She is still alive, living in Tucson, as far as I know, although her Facebook page has not been updated since 2020. She published a Christian children’s book that same year.

One of them reminded me of an obscure news item from back in the day. Who remembers “Kenneth, what is the frequency?”

On October 4, 1986, while walking along Park Avenue to his New York apartment, CBS news anchor Dan Rather was attacked and punched from behind by a man who demanded to know “Kenneth, what is the frequency?”

In 1997, a TV critic writing in the New York Daily News solved the mystery, publishing a photo of the alleged assailant, William Tager, who received a 12.5-to-25-year prison sentence for killing NBC stagehand Campbell Montgomery outside The Today Show studio in 1994. Rather confirmed the story: “There’s no doubt in my mind that this is the person.” New York District Attorney Robert M. Morgenthau said “William Tager’s identity as the man who attacked Mr.

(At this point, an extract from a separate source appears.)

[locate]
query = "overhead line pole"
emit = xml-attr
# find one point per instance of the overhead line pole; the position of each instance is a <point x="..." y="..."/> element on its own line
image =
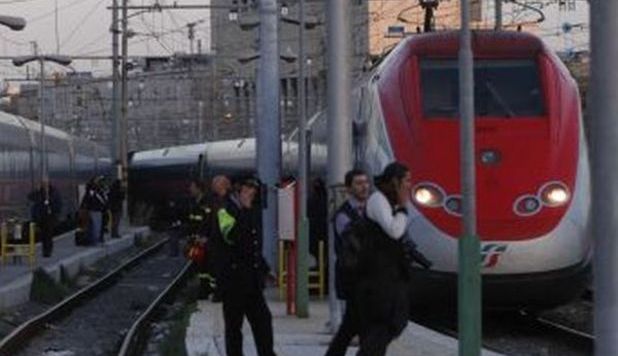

Rather was established in the course of an investigation by my office.” Tager claimed he thought television networks were beaming signals into his brain. When he murdered the stagehand, Tager was trying to force his way into an NBC studio with a weapon, in order to find out the frequency the networks were using to attack him, so that he could block it.

I don’t think the significance of the name “Kenneth” has ever been determined.